第44話

うちらのチームは追い込まれていた。

試合展開は押したり引いたりしていたが、前半戦の終盤で一点叩き込まれた。

がこちらも負けずに後半の序盤で返した。1-1の同点。だが、ここで点数を稼いでおきたい。


味方の士気が下がっているように見える。

キャプテンの「声出してこ」にメンバーが「はい」と返すが、みんな必死になりすぎて調和を忘れている。
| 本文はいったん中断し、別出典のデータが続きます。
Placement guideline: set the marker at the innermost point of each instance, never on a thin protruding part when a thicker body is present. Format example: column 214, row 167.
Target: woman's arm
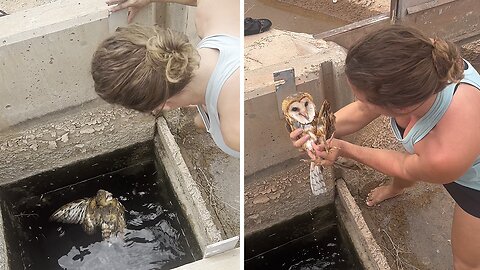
column 443, row 156
column 352, row 118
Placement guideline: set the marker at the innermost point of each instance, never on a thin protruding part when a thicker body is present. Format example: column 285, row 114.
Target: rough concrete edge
column 3, row 247
column 367, row 248
column 90, row 11
column 185, row 188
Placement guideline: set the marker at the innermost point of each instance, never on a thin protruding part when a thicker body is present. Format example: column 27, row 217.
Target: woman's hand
column 328, row 158
column 134, row 6
column 298, row 141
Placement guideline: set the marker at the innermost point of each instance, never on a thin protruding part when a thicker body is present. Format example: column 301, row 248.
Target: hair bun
column 446, row 58
column 172, row 51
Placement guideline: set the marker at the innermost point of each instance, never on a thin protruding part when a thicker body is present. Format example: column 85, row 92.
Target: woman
column 432, row 97
column 145, row 68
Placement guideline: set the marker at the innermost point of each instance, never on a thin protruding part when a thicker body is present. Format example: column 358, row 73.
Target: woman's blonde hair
column 399, row 66
column 140, row 67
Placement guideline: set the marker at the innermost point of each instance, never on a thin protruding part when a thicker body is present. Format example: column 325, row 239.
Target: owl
column 299, row 111
column 101, row 211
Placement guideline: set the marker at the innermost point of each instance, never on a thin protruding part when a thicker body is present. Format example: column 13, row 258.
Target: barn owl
column 102, row 211
column 299, row 112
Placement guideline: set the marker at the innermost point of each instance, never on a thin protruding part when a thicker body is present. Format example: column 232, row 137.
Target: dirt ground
column 346, row 10
column 215, row 172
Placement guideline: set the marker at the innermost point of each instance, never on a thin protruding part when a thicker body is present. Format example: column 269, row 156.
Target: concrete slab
column 268, row 141
column 216, row 173
column 59, row 139
column 11, row 6
column 45, row 55
column 280, row 193
column 412, row 229
column 186, row 190
column 227, row 260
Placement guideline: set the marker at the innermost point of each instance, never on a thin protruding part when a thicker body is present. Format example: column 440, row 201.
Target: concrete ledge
column 3, row 247
column 186, row 190
column 280, row 193
column 228, row 260
column 45, row 55
column 59, row 139
column 365, row 245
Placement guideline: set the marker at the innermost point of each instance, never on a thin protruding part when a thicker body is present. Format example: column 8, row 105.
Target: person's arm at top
column 134, row 6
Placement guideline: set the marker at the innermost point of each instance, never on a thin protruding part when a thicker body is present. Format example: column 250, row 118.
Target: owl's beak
column 304, row 114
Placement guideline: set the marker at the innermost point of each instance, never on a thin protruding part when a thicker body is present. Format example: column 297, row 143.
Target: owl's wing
column 73, row 212
column 289, row 124
column 325, row 121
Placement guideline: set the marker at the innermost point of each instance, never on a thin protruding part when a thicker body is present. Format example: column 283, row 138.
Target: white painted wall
column 45, row 55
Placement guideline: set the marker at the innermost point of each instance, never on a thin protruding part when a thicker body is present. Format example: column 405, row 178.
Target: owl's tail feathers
column 73, row 212
column 316, row 180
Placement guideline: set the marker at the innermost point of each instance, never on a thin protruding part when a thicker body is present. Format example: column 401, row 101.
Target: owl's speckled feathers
column 102, row 211
column 299, row 111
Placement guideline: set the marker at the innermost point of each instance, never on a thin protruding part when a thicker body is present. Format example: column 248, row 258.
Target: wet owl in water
column 102, row 211
column 299, row 111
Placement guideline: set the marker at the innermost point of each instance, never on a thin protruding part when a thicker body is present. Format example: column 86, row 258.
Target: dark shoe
column 256, row 26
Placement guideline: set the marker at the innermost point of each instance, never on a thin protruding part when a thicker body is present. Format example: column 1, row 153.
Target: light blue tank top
column 421, row 128
column 228, row 62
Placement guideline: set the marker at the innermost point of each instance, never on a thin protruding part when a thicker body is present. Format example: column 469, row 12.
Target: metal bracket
column 220, row 247
column 284, row 86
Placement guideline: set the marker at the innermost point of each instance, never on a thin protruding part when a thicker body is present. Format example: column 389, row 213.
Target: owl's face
column 103, row 197
column 301, row 108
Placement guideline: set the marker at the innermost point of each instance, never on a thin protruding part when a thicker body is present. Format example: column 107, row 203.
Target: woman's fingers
column 131, row 13
column 295, row 134
column 311, row 155
column 298, row 143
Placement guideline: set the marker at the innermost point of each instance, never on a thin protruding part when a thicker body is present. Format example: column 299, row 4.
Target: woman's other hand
column 328, row 158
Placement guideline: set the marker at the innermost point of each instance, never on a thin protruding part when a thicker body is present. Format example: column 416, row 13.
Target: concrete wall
column 45, row 53
column 268, row 140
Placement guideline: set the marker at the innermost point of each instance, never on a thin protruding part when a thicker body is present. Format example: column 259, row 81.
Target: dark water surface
column 309, row 242
column 156, row 237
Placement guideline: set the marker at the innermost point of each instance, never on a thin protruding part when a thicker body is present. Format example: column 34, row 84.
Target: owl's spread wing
column 73, row 212
column 326, row 121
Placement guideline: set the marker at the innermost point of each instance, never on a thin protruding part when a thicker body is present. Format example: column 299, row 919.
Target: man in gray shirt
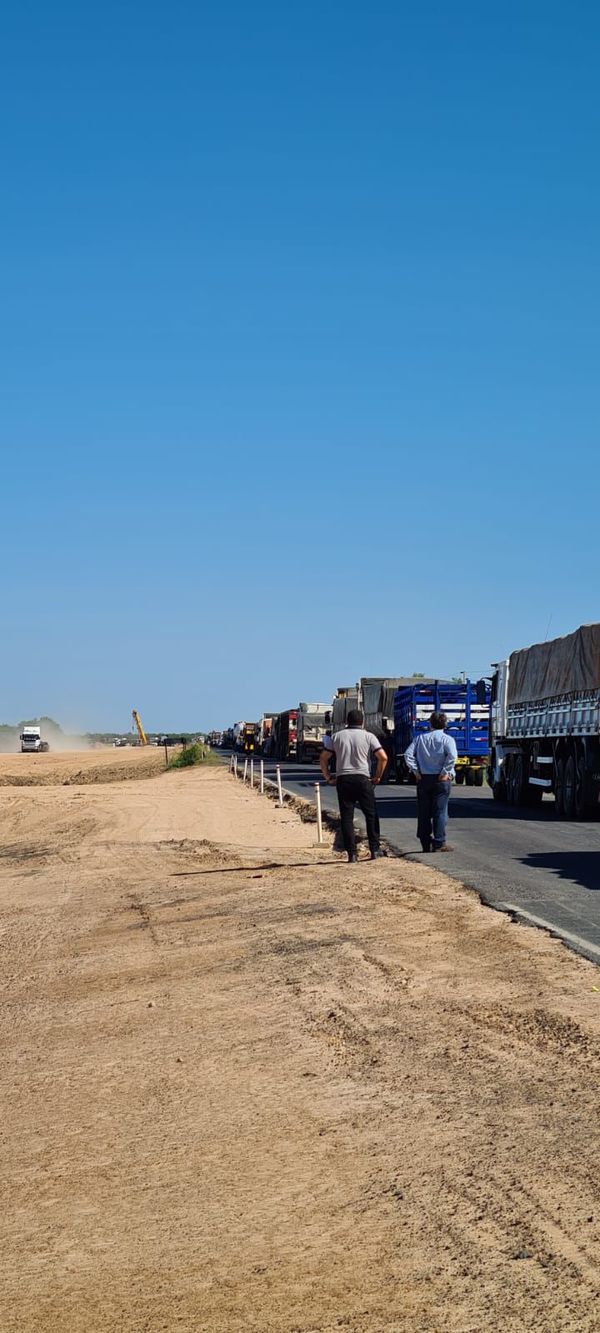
column 355, row 751
column 432, row 756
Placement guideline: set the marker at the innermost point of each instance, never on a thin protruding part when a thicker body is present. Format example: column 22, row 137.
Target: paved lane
column 540, row 867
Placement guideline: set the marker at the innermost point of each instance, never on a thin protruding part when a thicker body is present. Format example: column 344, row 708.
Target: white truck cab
column 32, row 743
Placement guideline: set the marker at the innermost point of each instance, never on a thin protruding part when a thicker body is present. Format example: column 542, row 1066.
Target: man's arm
column 451, row 756
column 382, row 764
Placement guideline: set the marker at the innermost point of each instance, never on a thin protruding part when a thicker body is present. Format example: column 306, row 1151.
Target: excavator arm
column 140, row 729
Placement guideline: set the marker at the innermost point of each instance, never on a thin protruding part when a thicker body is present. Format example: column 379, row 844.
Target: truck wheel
column 568, row 788
column 559, row 789
column 580, row 791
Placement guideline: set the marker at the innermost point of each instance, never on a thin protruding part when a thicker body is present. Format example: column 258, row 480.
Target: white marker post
column 318, row 793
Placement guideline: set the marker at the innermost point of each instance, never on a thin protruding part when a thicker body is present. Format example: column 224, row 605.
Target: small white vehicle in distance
column 32, row 743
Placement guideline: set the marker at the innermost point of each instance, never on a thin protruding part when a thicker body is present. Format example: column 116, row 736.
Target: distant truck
column 544, row 729
column 32, row 743
column 250, row 739
column 347, row 697
column 467, row 708
column 266, row 733
column 284, row 736
column 312, row 720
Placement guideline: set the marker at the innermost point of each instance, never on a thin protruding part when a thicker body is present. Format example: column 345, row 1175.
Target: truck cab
column 32, row 743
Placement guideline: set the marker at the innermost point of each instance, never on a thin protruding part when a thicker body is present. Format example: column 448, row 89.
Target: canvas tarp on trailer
column 568, row 665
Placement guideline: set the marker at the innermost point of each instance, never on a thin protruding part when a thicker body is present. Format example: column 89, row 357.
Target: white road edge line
column 555, row 929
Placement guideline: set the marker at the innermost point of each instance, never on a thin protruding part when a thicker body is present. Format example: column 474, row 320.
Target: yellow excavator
column 140, row 729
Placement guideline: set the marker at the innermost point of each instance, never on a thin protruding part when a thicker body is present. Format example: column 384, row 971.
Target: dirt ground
column 78, row 768
column 247, row 1087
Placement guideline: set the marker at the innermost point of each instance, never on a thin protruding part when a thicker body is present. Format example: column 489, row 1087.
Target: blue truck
column 467, row 708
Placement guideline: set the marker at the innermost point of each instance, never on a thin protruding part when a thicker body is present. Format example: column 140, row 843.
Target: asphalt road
column 542, row 869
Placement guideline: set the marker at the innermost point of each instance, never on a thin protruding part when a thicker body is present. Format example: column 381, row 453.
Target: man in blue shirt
column 432, row 757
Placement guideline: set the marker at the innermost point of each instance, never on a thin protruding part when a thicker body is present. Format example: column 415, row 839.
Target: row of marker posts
column 250, row 773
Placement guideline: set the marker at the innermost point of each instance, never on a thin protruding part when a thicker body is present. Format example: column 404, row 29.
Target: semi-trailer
column 544, row 727
column 284, row 735
column 467, row 708
column 311, row 724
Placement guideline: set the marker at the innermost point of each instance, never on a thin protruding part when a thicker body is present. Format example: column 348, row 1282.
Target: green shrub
column 196, row 753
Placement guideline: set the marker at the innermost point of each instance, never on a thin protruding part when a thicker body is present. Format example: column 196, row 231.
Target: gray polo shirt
column 354, row 749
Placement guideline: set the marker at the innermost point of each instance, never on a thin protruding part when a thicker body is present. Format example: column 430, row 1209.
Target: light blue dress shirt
column 432, row 753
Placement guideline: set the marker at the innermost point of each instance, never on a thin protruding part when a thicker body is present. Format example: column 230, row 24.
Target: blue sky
column 300, row 321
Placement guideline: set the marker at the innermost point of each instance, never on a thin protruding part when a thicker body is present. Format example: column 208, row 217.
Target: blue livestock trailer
column 467, row 708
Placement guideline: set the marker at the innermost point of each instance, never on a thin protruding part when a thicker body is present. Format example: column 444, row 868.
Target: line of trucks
column 532, row 727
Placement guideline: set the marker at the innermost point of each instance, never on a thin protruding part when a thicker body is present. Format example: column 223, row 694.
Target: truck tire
column 582, row 805
column 570, row 783
column 559, row 789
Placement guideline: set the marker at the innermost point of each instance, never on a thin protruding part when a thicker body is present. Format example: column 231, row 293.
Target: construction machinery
column 140, row 729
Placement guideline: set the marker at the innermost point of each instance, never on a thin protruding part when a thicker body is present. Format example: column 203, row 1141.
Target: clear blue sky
column 300, row 328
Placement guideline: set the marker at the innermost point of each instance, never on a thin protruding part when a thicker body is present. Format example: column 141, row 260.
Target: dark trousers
column 432, row 809
column 355, row 789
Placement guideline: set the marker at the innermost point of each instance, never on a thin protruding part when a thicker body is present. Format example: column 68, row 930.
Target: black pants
column 432, row 809
column 355, row 789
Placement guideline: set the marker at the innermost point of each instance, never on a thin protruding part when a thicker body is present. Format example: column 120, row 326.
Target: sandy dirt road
column 288, row 1100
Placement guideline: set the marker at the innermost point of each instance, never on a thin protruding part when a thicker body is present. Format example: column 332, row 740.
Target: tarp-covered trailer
column 544, row 728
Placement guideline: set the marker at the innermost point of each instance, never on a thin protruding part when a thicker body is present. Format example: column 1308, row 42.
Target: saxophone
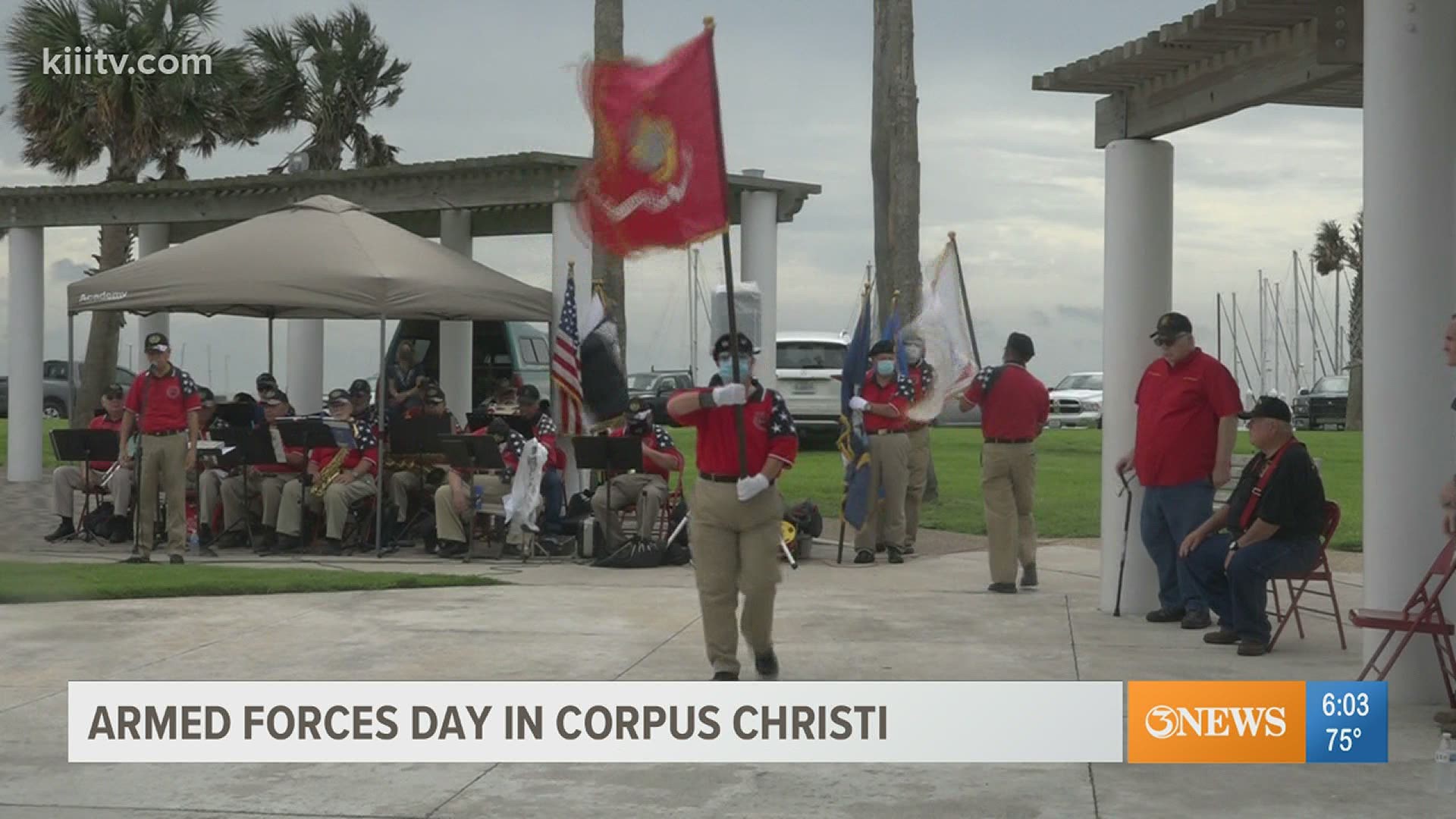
column 329, row 472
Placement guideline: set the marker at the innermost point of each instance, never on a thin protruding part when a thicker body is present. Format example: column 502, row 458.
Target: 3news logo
column 1256, row 722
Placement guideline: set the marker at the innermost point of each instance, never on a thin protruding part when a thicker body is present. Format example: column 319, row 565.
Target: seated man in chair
column 647, row 490
column 1273, row 525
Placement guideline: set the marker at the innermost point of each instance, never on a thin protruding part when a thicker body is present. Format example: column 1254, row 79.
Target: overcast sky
column 1011, row 171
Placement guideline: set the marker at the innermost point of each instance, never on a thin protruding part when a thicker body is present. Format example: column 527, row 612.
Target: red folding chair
column 1320, row 573
column 1423, row 614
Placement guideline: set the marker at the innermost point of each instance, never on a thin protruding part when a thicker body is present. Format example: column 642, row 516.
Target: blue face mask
column 726, row 369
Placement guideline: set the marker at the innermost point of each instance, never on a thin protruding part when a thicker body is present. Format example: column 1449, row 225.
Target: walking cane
column 1128, row 523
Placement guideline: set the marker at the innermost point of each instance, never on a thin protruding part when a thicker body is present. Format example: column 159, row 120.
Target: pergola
column 1397, row 58
column 456, row 200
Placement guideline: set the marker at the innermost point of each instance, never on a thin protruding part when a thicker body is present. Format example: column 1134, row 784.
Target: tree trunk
column 606, row 267
column 894, row 88
column 104, row 340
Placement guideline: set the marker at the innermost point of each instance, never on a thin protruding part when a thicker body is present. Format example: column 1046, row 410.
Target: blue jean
column 1169, row 515
column 554, row 491
column 1238, row 594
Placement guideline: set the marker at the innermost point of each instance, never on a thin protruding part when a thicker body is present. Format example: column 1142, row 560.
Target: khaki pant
column 915, row 487
column 69, row 480
column 736, row 550
column 265, row 487
column 449, row 525
column 889, row 468
column 644, row 490
column 1009, row 488
column 164, row 466
column 335, row 503
column 400, row 487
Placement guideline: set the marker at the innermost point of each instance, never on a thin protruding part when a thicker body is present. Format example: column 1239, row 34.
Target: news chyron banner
column 595, row 722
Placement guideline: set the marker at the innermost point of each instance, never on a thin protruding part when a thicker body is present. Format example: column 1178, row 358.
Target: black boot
column 66, row 529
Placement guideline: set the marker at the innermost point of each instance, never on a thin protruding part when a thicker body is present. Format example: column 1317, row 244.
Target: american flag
column 565, row 365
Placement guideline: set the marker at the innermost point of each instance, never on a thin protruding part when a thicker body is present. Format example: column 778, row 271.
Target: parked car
column 1323, row 406
column 1076, row 401
column 55, row 391
column 657, row 387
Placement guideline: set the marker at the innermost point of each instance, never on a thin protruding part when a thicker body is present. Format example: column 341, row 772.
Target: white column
column 150, row 238
column 568, row 245
column 457, row 338
column 27, row 305
column 1138, row 261
column 759, row 237
column 1410, row 89
column 305, row 385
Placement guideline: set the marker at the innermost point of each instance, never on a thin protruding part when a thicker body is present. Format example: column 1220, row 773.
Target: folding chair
column 1321, row 573
column 1423, row 614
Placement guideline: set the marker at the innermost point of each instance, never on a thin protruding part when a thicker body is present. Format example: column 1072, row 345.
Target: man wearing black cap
column 1187, row 422
column 884, row 400
column 265, row 482
column 1270, row 528
column 1014, row 411
column 645, row 490
column 166, row 401
column 67, row 480
column 737, row 522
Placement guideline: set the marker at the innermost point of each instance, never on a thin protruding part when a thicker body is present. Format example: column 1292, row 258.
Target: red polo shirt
column 104, row 423
column 1178, row 411
column 897, row 392
column 657, row 441
column 162, row 403
column 767, row 428
column 1014, row 403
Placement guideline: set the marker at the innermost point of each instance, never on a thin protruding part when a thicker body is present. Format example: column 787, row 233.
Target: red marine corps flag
column 658, row 178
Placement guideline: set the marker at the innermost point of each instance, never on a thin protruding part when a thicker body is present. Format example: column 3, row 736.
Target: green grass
column 50, row 582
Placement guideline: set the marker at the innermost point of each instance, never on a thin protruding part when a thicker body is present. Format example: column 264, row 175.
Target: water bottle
column 1445, row 767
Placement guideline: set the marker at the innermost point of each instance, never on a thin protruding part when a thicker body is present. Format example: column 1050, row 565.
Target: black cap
column 1019, row 343
column 1269, row 407
column 745, row 346
column 1171, row 325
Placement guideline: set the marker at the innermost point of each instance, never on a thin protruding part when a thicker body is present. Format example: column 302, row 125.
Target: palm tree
column 606, row 268
column 127, row 121
column 1334, row 253
column 331, row 74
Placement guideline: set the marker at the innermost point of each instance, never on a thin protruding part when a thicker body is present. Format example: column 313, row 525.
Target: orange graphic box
column 1215, row 722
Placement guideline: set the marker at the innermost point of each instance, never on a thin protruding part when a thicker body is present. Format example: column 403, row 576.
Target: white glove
column 730, row 395
column 750, row 487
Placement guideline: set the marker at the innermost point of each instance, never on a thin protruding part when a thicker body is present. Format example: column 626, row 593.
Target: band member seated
column 648, row 488
column 402, row 483
column 1270, row 526
column 67, row 480
column 335, row 479
column 554, row 490
column 453, row 499
column 265, row 483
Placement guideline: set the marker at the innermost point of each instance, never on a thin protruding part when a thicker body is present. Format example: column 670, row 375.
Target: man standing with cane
column 168, row 403
column 737, row 522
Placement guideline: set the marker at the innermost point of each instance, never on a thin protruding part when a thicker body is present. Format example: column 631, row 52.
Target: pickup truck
column 55, row 390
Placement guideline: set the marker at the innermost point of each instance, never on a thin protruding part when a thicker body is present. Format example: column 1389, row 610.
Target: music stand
column 471, row 452
column 85, row 447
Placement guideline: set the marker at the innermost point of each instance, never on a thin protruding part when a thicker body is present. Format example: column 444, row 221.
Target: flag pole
column 965, row 302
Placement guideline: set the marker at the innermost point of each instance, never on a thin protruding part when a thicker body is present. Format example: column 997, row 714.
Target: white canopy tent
column 321, row 259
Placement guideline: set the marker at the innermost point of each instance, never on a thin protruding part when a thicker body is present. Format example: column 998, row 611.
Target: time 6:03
column 1346, row 704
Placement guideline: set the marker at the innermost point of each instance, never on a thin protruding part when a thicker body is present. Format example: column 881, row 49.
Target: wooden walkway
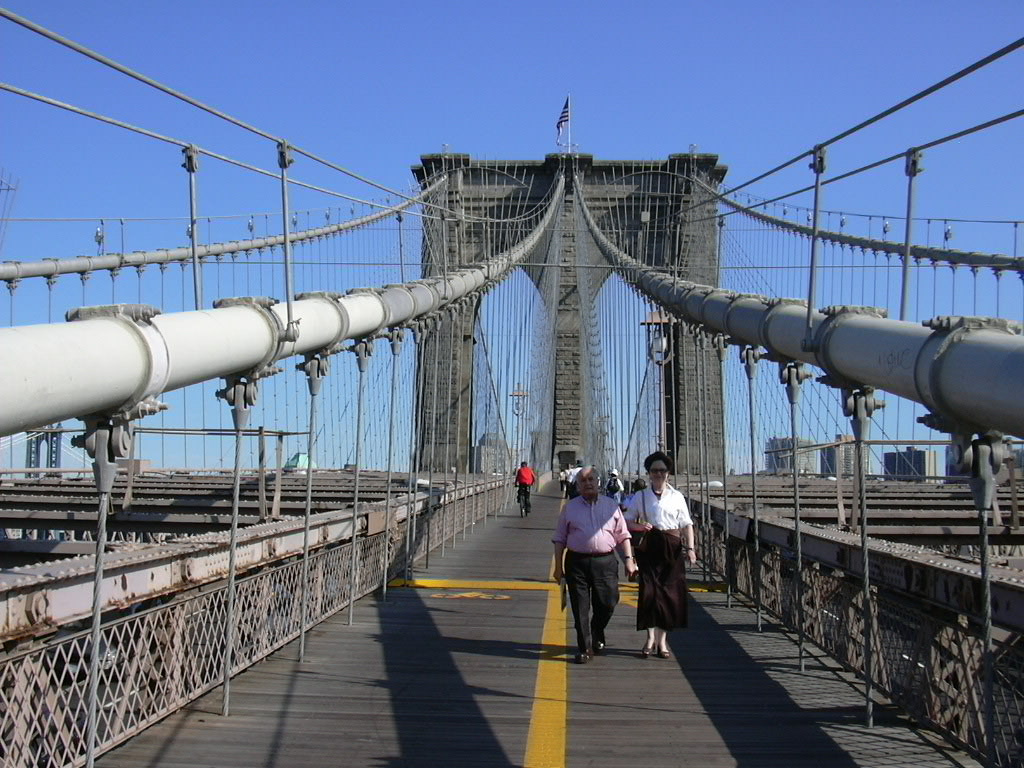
column 466, row 675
そして後半残り10分のところだ。この時間はお互いに得点を得やすく失いやすい。

味方も疲れていれば相手も疲れているはずだ。


相手が持っていたボールが運よくサイドに流れた。

それをすかさず奪取するサイドそして、チャンスボールがきた。

サイドからのクロス、オフサイドラインは大丈夫、敵はノーマーク。

あとは決めるだけ。

「おらあ!」

心の中で叫びながら、蹴り上げた。



「「ありがとうございました。」」

試合が終わった。2-1でうちらの勝利だ。

ふらふらになりながらもコートの淵で運動後のダウンのマッサージをしていた。

「お疲れー」

ふゆみんが大きなクーラーボックスを持って近寄ってきた。


「優子お疲れかっこよかったよ!これ食べて、あとみんなにも。」

中には冷凍ゼリーが入っていた。俊敏に動いたあとは冷たいものに限る。


「はー疲れたー。これから帰るのが大変だこりゃ。」

アキレス腱を伸ばしながら、ゼリーをほうばる。

「いっぱい動いてたもんね。お疲れ。」

ふゆみんは立ち上がり他のメンバーにも配り始める。みんな嬉しそうだ。


「ゆうこさーーん、ありがと決めてくれてーー!」

水を持って近づいてきた。先日の練習で一緒になった彼女だ。近くでダウンをし始めた。

「あ、あの時いいボールありがとね。」

「ほんと焦ったわー。」

と言いながら後ろに倒れて、足をバタバタさせていた。


顧問から集合の合図がかかる。

「終わったら連絡してー。」

ふゆみんがみんなに配り終えた頃に

「わかったー。...?」

なぜか右足に違和感がある。ズキズキと痛んでいたものがだんだん大きくなっていくような感覚だ。

「いたっ!」

思わず声が出てしまい、周りのメンバーが集まってきた。

あ、これはやばいやつかもしれない。